Using Machine Learning to Identify and Remove Scammers in Online Studies
Machine learning algorithms can alleviate some of the unique challenges of recruiting participants online by helping evaluators better identify participants who do not meet study criteria. Program evaluators who recruit participants online and do not interact with them face-to-face may find it difficult to verify that participants meet enrollment criteria (such as age, gender, and race/ethnicity) because of the anonymity of online interactions. Despite this difficulty, it is critical that evaluation researchers correctly identify individuals in a study sample who pass the study screener but do not qualify to be in the study (or have enrolled more than once) because their inclusion jeopardizes the accuracy of evaluation results and wastes both staff time and the financial resources spent on incentives.
Researchers can turn to machine learning algorithms—which can identify invalid participants in real time—to solve this problem. For a Child Trends evaluation of an app-based intervention, we explored the role of machine learning to more efficiently identify invalid participants in our sample.

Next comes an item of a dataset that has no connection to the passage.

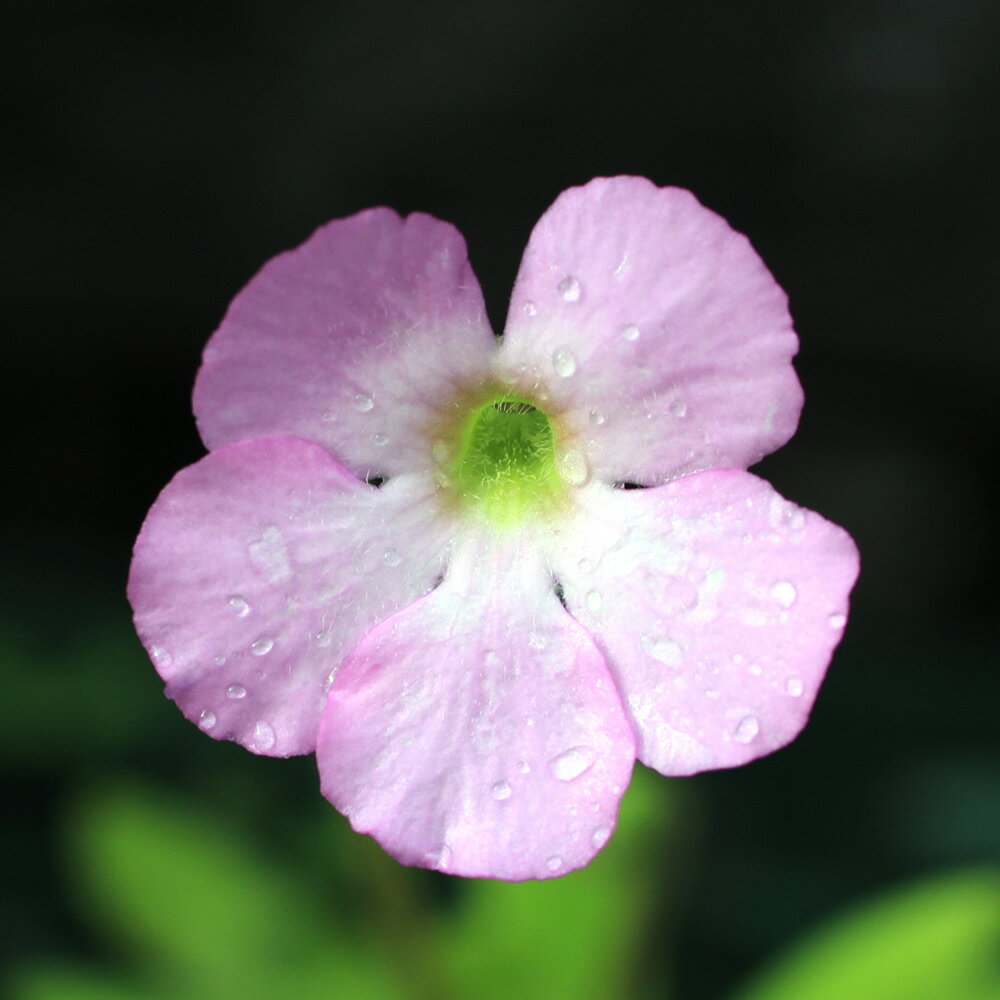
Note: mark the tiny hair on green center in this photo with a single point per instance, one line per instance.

Machine learning algorithms can identify potential scammers and duplicates in close to real time by automatically identifying patterns in survey responses that are likely to indicate a scammer or duplicate entry. In our situation, a supervised machine learning algorithm learned from records that were already identified as scammers or duplicates through manual detection in order to automatically identify future potential duplicates.
There are two primary advantages of using automated detection versus traditional manual detection: efficiency and generalizability.

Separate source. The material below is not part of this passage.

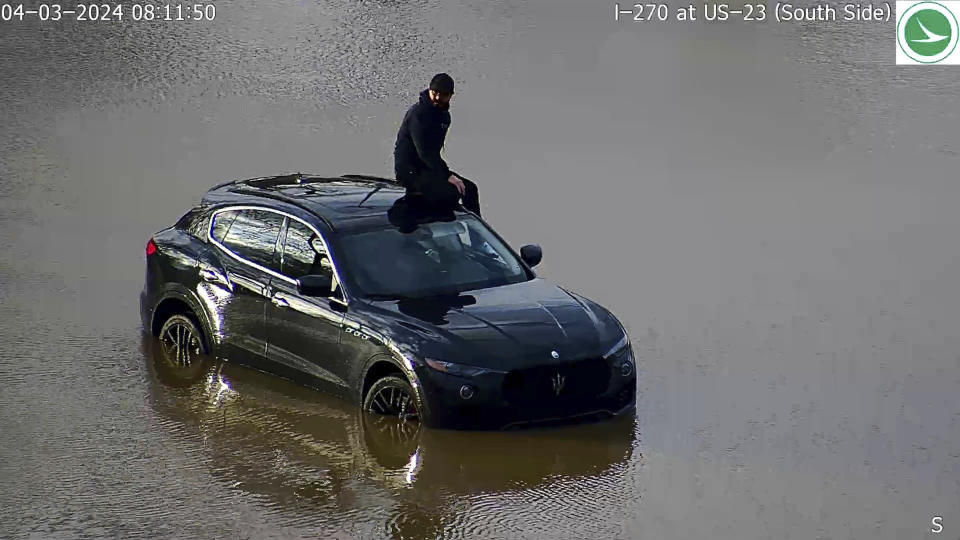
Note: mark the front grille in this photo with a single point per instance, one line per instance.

- Efficiency. One major advantage of algorithmic duplicate/scammer detection is that it can happen in seconds without much manual labor. Rather than waiting for a manual review to compare each enrollee with all past data, an algorithmic approach can be applied instantaneously to block scammers as they fill out the survey. Additionally, once trained and optimized, a machine learning algorithm can be easily applied to each new survey participant at no additional cost. This scalability and capacity for real-time detection are unique advantages of machine learning algorithmic detection.

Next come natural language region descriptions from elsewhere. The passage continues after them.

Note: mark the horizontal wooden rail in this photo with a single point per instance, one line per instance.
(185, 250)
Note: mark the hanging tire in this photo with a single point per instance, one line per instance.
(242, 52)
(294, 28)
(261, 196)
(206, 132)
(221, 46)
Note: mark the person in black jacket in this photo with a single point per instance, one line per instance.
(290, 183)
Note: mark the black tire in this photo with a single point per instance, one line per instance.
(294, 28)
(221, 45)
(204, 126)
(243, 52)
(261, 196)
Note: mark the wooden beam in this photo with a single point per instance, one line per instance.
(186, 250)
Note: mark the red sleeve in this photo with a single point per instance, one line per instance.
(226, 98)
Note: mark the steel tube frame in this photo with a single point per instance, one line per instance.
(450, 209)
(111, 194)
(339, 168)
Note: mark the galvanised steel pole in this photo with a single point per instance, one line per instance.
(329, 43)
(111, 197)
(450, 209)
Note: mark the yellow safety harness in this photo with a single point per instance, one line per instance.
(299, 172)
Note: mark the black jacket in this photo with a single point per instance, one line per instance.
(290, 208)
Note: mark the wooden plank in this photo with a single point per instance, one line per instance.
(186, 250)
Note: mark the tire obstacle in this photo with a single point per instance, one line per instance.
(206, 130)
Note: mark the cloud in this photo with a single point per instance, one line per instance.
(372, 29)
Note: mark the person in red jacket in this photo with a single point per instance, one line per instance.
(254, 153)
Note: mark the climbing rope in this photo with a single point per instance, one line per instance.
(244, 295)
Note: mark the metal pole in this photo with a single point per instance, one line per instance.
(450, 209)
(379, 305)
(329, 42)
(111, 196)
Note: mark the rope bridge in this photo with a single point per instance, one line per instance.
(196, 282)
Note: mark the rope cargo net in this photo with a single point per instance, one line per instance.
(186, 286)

- Generalizability. Another advantage of a machine learning-based approach is that the code can be reused with minor adaptations to adjust to specific research contexts and can even be reused in different projects. For example, in developing a scammer/duplicate detection algorithm for a recent survey on teen pregnancy prevention, we knew from manual inspection that similarity in IP addresses was particularly relevant for detecting duplicates, as was similarity in participant ages. We easily tuned the algorithm to use this knowledge to improve its performance. Researchers could make similar tweaks in other research contexts, enabling them to reuse code across projects while considering the unique conditions of each project.